What business problem does Like acquisition solve?

This is a question a brand planner friend of mine inadvertently asked during a recent discussion. It’s since struck me that there are a few issues it uncovers that are in some sense trivial but I think worth discussion. I think the major distinction between the normal application of strategic planning to solve business problems and the building of Facebook communities in an immediate sense is that the building of the community doesnt directly solve the same business problem.

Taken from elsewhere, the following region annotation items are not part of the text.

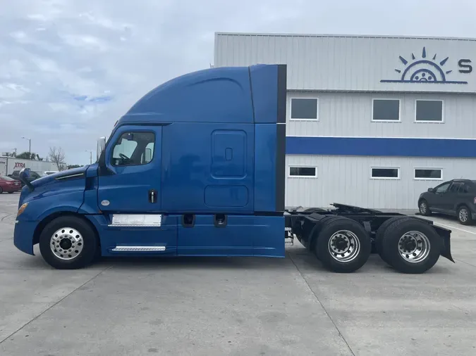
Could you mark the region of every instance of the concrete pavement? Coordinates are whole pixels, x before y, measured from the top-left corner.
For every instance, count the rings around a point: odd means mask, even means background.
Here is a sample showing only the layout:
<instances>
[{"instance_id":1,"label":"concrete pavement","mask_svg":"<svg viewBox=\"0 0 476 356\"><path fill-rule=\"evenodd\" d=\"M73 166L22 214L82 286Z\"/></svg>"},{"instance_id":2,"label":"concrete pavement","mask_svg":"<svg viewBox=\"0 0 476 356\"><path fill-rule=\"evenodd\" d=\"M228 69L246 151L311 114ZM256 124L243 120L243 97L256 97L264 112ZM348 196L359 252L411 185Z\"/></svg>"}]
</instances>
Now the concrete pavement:
<instances>
[{"instance_id":1,"label":"concrete pavement","mask_svg":"<svg viewBox=\"0 0 476 356\"><path fill-rule=\"evenodd\" d=\"M0 355L476 355L476 227L451 219L456 264L403 275L286 259L114 259L57 271L13 246L0 196ZM13 214L13 215L12 215Z\"/></svg>"}]
</instances>

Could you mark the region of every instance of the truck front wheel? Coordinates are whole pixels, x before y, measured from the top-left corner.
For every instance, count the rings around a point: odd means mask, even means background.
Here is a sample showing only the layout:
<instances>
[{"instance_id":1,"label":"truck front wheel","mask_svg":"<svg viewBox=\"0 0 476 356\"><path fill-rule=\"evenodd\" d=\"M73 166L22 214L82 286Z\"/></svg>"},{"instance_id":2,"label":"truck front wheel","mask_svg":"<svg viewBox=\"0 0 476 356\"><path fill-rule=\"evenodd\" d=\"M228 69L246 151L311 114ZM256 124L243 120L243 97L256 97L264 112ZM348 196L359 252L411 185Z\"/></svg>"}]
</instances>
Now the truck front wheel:
<instances>
[{"instance_id":1,"label":"truck front wheel","mask_svg":"<svg viewBox=\"0 0 476 356\"><path fill-rule=\"evenodd\" d=\"M338 273L353 272L370 255L370 238L357 222L340 217L324 223L315 244L316 255L324 266Z\"/></svg>"},{"instance_id":2,"label":"truck front wheel","mask_svg":"<svg viewBox=\"0 0 476 356\"><path fill-rule=\"evenodd\" d=\"M96 232L85 220L74 216L54 219L39 236L39 251L44 260L58 269L83 268L99 252Z\"/></svg>"}]
</instances>

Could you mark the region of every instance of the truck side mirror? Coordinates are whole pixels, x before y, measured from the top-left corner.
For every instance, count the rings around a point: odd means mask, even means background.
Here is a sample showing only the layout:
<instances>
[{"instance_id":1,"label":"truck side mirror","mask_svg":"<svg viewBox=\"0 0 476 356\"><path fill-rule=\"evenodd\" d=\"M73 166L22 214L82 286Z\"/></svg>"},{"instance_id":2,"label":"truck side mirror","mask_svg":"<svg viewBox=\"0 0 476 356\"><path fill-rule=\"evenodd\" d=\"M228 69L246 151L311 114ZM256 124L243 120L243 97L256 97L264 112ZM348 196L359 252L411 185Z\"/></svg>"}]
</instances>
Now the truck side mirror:
<instances>
[{"instance_id":1,"label":"truck side mirror","mask_svg":"<svg viewBox=\"0 0 476 356\"><path fill-rule=\"evenodd\" d=\"M31 176L30 169L23 168L20 171L20 174L18 174L18 179L21 181L22 183L23 183L25 186L27 186L30 191L33 191L35 190L35 187L28 180L28 178L30 178L30 176Z\"/></svg>"},{"instance_id":2,"label":"truck side mirror","mask_svg":"<svg viewBox=\"0 0 476 356\"><path fill-rule=\"evenodd\" d=\"M106 137L99 137L97 139L97 147L96 147L96 159L99 160L101 153L104 151L106 148Z\"/></svg>"}]
</instances>

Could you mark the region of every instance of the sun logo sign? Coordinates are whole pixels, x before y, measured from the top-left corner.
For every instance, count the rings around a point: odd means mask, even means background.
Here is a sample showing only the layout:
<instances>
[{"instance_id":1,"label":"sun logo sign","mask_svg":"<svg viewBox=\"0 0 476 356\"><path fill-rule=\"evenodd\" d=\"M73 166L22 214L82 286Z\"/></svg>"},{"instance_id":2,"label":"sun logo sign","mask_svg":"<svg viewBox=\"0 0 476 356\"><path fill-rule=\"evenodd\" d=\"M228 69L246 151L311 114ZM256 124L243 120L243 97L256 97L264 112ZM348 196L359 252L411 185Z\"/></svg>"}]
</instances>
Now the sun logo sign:
<instances>
[{"instance_id":1,"label":"sun logo sign","mask_svg":"<svg viewBox=\"0 0 476 356\"><path fill-rule=\"evenodd\" d=\"M412 53L411 60L407 60L400 56L400 61L403 67L396 68L395 71L400 75L400 79L382 80L381 83L427 83L427 84L468 84L468 82L448 80L446 79L453 70L445 67L449 57L439 60L437 54L432 57L427 56L425 47L422 50L421 58L415 57ZM471 61L460 59L458 64L461 73L470 73L472 71L472 67L468 63Z\"/></svg>"}]
</instances>

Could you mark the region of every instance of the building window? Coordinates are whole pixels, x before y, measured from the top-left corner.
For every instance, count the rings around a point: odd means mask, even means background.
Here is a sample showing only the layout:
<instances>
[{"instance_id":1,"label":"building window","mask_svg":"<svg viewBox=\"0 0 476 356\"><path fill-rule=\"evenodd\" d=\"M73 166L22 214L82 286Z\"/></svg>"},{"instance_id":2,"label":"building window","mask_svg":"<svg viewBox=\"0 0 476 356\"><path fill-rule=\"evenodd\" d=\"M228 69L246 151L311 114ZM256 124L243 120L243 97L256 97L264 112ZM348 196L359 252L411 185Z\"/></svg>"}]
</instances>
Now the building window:
<instances>
[{"instance_id":1,"label":"building window","mask_svg":"<svg viewBox=\"0 0 476 356\"><path fill-rule=\"evenodd\" d=\"M317 120L317 98L291 98L291 120Z\"/></svg>"},{"instance_id":2,"label":"building window","mask_svg":"<svg viewBox=\"0 0 476 356\"><path fill-rule=\"evenodd\" d=\"M374 179L398 179L400 178L400 168L372 167L370 177Z\"/></svg>"},{"instance_id":3,"label":"building window","mask_svg":"<svg viewBox=\"0 0 476 356\"><path fill-rule=\"evenodd\" d=\"M415 179L441 180L443 179L442 170L439 168L415 168L413 177Z\"/></svg>"},{"instance_id":4,"label":"building window","mask_svg":"<svg viewBox=\"0 0 476 356\"><path fill-rule=\"evenodd\" d=\"M372 121L400 121L399 99L373 99Z\"/></svg>"},{"instance_id":5,"label":"building window","mask_svg":"<svg viewBox=\"0 0 476 356\"><path fill-rule=\"evenodd\" d=\"M317 177L317 168L315 167L290 167L289 177L316 178Z\"/></svg>"},{"instance_id":6,"label":"building window","mask_svg":"<svg viewBox=\"0 0 476 356\"><path fill-rule=\"evenodd\" d=\"M443 122L442 100L417 100L415 106L417 122Z\"/></svg>"}]
</instances>

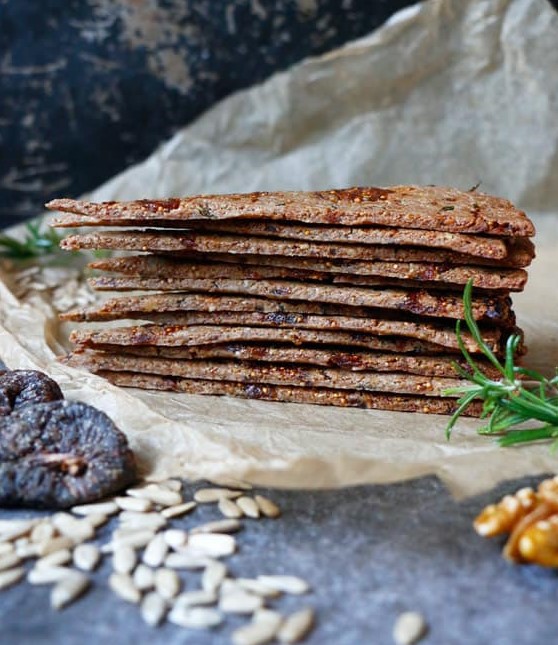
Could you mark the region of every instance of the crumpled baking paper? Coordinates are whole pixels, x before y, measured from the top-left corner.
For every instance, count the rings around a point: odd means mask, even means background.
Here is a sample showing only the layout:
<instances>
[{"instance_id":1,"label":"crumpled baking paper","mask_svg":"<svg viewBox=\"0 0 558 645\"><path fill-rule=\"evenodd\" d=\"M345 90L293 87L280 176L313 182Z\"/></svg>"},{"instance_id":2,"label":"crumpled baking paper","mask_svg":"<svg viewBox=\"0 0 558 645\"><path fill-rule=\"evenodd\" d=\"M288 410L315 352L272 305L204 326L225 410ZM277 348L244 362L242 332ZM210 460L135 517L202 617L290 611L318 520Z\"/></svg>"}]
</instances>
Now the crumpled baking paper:
<instances>
[{"instance_id":1,"label":"crumpled baking paper","mask_svg":"<svg viewBox=\"0 0 558 645\"><path fill-rule=\"evenodd\" d=\"M372 35L240 92L88 197L448 184L533 215L537 259L514 297L530 367L558 365L558 15L541 0L430 0ZM554 181L553 181L554 180ZM446 417L124 390L61 365L67 329L0 283L0 356L106 411L144 473L284 487L437 474L456 496L556 469L548 446L501 449Z\"/></svg>"}]
</instances>

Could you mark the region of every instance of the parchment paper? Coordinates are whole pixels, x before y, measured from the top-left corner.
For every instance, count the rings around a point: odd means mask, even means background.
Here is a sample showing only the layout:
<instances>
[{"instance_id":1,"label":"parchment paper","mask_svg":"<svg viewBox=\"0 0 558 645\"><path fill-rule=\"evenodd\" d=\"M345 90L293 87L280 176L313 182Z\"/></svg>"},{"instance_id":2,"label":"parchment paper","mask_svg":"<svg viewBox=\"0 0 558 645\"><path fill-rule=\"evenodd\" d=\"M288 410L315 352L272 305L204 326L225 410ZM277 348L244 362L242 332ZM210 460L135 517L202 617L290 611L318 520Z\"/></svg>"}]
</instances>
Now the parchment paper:
<instances>
[{"instance_id":1,"label":"parchment paper","mask_svg":"<svg viewBox=\"0 0 558 645\"><path fill-rule=\"evenodd\" d=\"M358 42L239 93L90 197L482 181L535 219L538 257L514 298L528 363L558 365L558 16L542 0L430 0ZM554 181L553 181L554 180ZM436 473L456 496L553 471L548 446L503 450L436 415L115 388L60 365L49 303L0 283L0 356L105 410L148 476L236 476L287 487ZM67 346L67 343L66 343Z\"/></svg>"}]
</instances>

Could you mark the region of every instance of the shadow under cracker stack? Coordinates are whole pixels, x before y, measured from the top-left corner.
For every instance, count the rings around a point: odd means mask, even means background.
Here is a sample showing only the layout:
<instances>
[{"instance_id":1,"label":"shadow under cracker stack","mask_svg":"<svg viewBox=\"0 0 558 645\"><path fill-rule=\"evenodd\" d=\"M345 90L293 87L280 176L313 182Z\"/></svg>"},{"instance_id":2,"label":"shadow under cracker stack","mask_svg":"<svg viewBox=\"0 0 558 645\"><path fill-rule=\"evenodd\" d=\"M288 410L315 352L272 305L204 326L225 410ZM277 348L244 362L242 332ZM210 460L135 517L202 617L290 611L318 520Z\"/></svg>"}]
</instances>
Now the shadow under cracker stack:
<instances>
[{"instance_id":1,"label":"shadow under cracker stack","mask_svg":"<svg viewBox=\"0 0 558 645\"><path fill-rule=\"evenodd\" d=\"M63 248L119 252L90 283L121 295L62 317L103 323L64 360L120 386L448 414L467 281L496 355L521 333L510 292L534 227L505 199L394 186L47 206L54 226L102 227Z\"/></svg>"}]
</instances>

It is merely an asset that can be leveraged to solve the same business problem the communications strategy seeks to solve increasingly into the future. Its an obvious point but as an owned channel it is a pipeline through which the broader communications strategy can get to market as it is built and gains scale.

Potentially though there is a broader business problem that building Facebook communities achieves. Which is the need for brands to build their own communications channels populated by advocates, which can subsequently advocate to their friends, driving penetration, because consumers are increasingly hard to reach and are generally indifferent to advertising given the oversupply of un-engaging branded communications.

So in effect it doesn’t solve that same problem, but can be used to in the future. However it does solve a broader problem being the brands increasing inability to effectively reach consumers, which advocacy activation can assist in solving.


One way to create advocacy – enable fans to give to their friends

In digital marketing of any form there is a constant eye kept on what value we are adding to users and how we are incentivising them to engage with or participate with branded initiatives. The incentives can be many and in many social media initiatives takes the form of free stuff. In digital executions it involves positive user experience or entertainment. But an incentive that is central to the idea of social media is that of making kudos available to the initial user. If you can not just give someone something directly but allow them to derive social kudos as a result of participating in the brands initiative that is much stronger than rewarding them individually.

Viral video is a great way of doing this because it lets the initial user derive social kudos if they were the first one in their immediate social circle to break the viral. It is an act of giving by the initial user to their friends in return for social capital, kudos. So lets look for other ways to leverage this directly. One way I am increasingly a fan of is enabling advocacy in this way by letting fans give something to their friends instead of giving to the fan. It is something I have currently in development with a couple of clients and I think it could work very well. So for example instead of the fan getting something for free, they get a link that is Facebook connected through which they select a friend which will get something for free. Its earn social capital for the fan, the friend gets something for free, and in the case of Facebook communities might also earn the brand an additional fan.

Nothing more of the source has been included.